The Bourgeois: Between History and Literature is a 2013 book by literary scholar Franco Moretti. In the book, Moretti examines the concept of the bourgeois as it has developed in European literature.

Reception

Valerie Sanders, writing about The Bourgeois in Times Higher Education, described the book as follows: "Moretti’s purpose, in this short, epigrammatic study of a class that sits awkwardly in the power structure it supposedly influences, is to examine the bourgeois 'refracted through the prism of literature.' His contention, by the end, is that after industrialisation the class bifurcates into two ideal types, 'the good Bürger' and the 'creative destroyer,' irreconcilable in their values."
John Plotz, reviewing The Bourgeois in Victorian Studies, found some weaknesses in Moretti's approach: "This functionalist credo lies at the core of The Bourgeois: Moretti presumes that we can say what a text is by saying what it did to the society on which it was initially unleashed. It is a reading strategy that reveals much but that can also overlook some synchronic interpretive frameworks, and understate the diachronic afterlives of texts that are not totally defined by that site of original production."
However, despite those misgivings, Plotz saw Moretti's book as having immense value, stating that Moretti's "insights become crucial ways of locating important resemblances between novels that share similar strategies despite their surface discrepancies. Taken all in all, there’s no scholar around I’m more eager to read, nobody by whom I’m more provoked and inspired."

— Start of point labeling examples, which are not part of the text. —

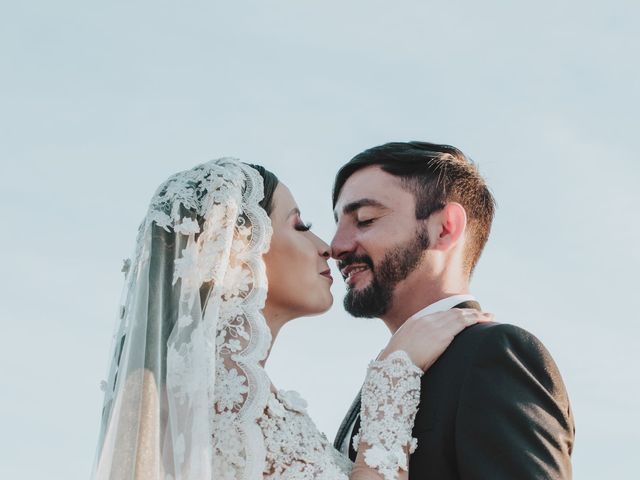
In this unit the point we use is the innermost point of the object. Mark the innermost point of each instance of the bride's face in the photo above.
(297, 268)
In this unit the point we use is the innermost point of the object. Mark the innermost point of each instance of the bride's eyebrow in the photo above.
(294, 211)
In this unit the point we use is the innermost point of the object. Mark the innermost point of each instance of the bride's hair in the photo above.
(270, 182)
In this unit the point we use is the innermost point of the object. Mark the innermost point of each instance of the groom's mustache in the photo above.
(351, 258)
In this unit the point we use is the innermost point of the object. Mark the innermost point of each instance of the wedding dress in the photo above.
(186, 397)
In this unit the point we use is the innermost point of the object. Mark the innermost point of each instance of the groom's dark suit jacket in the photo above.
(492, 407)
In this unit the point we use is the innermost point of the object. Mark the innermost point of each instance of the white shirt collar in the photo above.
(444, 304)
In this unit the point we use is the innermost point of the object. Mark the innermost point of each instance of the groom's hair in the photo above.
(435, 174)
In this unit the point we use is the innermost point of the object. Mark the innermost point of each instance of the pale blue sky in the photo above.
(101, 101)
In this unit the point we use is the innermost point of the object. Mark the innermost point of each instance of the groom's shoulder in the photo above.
(493, 339)
(499, 344)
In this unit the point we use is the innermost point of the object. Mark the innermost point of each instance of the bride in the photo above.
(187, 396)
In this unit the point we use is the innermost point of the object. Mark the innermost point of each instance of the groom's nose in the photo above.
(343, 242)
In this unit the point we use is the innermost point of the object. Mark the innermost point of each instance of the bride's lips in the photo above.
(327, 274)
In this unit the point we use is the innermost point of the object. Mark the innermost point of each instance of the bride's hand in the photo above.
(426, 338)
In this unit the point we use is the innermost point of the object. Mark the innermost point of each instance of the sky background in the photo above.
(102, 101)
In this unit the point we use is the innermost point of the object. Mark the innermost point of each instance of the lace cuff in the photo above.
(390, 398)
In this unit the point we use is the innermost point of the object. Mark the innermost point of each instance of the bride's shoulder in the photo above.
(292, 400)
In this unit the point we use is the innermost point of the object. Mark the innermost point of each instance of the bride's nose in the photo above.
(324, 250)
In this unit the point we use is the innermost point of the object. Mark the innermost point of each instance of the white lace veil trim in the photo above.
(185, 386)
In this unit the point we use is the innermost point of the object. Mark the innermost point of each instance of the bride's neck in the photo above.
(275, 322)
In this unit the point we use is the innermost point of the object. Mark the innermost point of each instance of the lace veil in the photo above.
(185, 385)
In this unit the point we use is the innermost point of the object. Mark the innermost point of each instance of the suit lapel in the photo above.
(345, 426)
(354, 411)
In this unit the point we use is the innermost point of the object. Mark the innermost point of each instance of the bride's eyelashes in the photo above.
(303, 227)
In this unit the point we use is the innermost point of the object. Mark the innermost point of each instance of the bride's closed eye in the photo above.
(303, 227)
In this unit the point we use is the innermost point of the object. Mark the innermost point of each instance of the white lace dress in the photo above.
(297, 450)
(295, 447)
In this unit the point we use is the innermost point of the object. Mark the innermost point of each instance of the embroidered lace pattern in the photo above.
(390, 398)
(295, 447)
(205, 422)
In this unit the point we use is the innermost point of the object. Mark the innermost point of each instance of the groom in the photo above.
(412, 220)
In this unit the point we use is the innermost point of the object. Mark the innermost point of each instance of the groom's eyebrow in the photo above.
(357, 205)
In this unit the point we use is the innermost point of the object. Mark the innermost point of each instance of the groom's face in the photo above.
(378, 241)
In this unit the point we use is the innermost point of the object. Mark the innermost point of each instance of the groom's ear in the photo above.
(447, 226)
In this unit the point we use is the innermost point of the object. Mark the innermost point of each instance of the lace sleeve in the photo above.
(390, 398)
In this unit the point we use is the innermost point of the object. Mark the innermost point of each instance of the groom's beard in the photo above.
(375, 299)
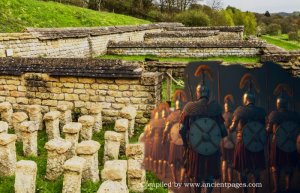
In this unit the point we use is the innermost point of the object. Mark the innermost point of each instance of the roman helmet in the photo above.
(282, 91)
(228, 103)
(180, 99)
(249, 95)
(164, 109)
(202, 90)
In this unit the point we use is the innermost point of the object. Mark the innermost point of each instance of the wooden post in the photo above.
(169, 85)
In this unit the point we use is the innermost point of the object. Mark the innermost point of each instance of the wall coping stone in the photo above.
(78, 67)
(80, 32)
(192, 44)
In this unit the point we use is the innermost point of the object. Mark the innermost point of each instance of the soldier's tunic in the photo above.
(227, 154)
(175, 154)
(243, 158)
(157, 129)
(199, 166)
(279, 158)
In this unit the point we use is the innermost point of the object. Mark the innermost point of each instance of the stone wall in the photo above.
(112, 84)
(71, 42)
(188, 49)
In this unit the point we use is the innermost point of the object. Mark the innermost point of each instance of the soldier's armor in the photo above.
(200, 166)
(281, 157)
(157, 128)
(175, 150)
(243, 158)
(229, 141)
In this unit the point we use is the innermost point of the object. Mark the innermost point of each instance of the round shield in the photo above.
(286, 136)
(175, 137)
(254, 136)
(298, 143)
(228, 143)
(205, 136)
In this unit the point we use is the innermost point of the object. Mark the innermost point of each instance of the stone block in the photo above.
(113, 187)
(25, 180)
(115, 170)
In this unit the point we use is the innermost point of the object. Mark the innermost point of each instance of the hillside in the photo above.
(16, 15)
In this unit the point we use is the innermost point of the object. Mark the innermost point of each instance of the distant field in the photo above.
(229, 59)
(16, 15)
(282, 41)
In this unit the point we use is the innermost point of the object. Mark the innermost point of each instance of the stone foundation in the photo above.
(25, 177)
(129, 85)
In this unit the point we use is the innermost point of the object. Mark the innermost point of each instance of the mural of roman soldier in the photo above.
(171, 134)
(249, 123)
(202, 130)
(229, 141)
(156, 132)
(284, 127)
(163, 148)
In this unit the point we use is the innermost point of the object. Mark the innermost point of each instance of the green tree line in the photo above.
(188, 12)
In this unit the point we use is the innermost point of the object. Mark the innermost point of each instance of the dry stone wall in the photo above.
(71, 42)
(113, 89)
(188, 49)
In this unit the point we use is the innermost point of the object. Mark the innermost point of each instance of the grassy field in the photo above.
(282, 41)
(227, 59)
(45, 186)
(16, 15)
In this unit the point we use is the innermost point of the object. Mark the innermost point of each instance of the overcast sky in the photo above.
(263, 5)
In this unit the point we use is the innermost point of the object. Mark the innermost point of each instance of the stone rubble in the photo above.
(121, 126)
(25, 181)
(89, 151)
(57, 155)
(17, 119)
(8, 154)
(71, 131)
(96, 112)
(112, 145)
(73, 169)
(129, 112)
(87, 122)
(6, 112)
(35, 114)
(29, 131)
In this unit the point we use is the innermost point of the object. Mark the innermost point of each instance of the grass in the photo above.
(16, 15)
(45, 186)
(227, 59)
(282, 41)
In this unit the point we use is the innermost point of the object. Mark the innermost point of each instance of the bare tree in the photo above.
(215, 4)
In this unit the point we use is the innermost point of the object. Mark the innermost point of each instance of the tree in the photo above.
(215, 4)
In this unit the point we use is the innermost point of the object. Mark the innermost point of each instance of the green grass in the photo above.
(282, 41)
(227, 59)
(16, 15)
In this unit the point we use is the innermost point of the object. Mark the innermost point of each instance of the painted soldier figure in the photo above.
(202, 130)
(171, 134)
(156, 132)
(228, 142)
(147, 140)
(249, 124)
(283, 125)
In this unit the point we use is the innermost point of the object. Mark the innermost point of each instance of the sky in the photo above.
(261, 6)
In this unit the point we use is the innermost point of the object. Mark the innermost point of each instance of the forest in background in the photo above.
(199, 13)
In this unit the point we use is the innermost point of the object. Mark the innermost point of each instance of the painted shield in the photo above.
(229, 141)
(286, 136)
(205, 136)
(175, 137)
(254, 136)
(298, 143)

Michael Adam Carroll in Romance Quarterly concluded that Moretti's book was an excellent one: "Moretti writes an excellent survey that begins to tie together two centuries of literature and its social influences.... Moretti applies a critical eye to literature, supported by a keen understanding of social critique, answering scholars’ recent call to fill the gap left between humanistic and structuralist approaches."
Stephen E. Roulac, reviewing The Bourgeois in the New York Journal of Books, applauded the book: "Franco Moretti offers a rewarding, thought provoking, mind expanding excursion through evolving social order of recent times. A highly personalized partisan essay, with no encyclopedic ambitions, The Bourgeois is an informed, engaging, entertaining, exploration of how capitalism created and then destroyed the 'middle state' of society."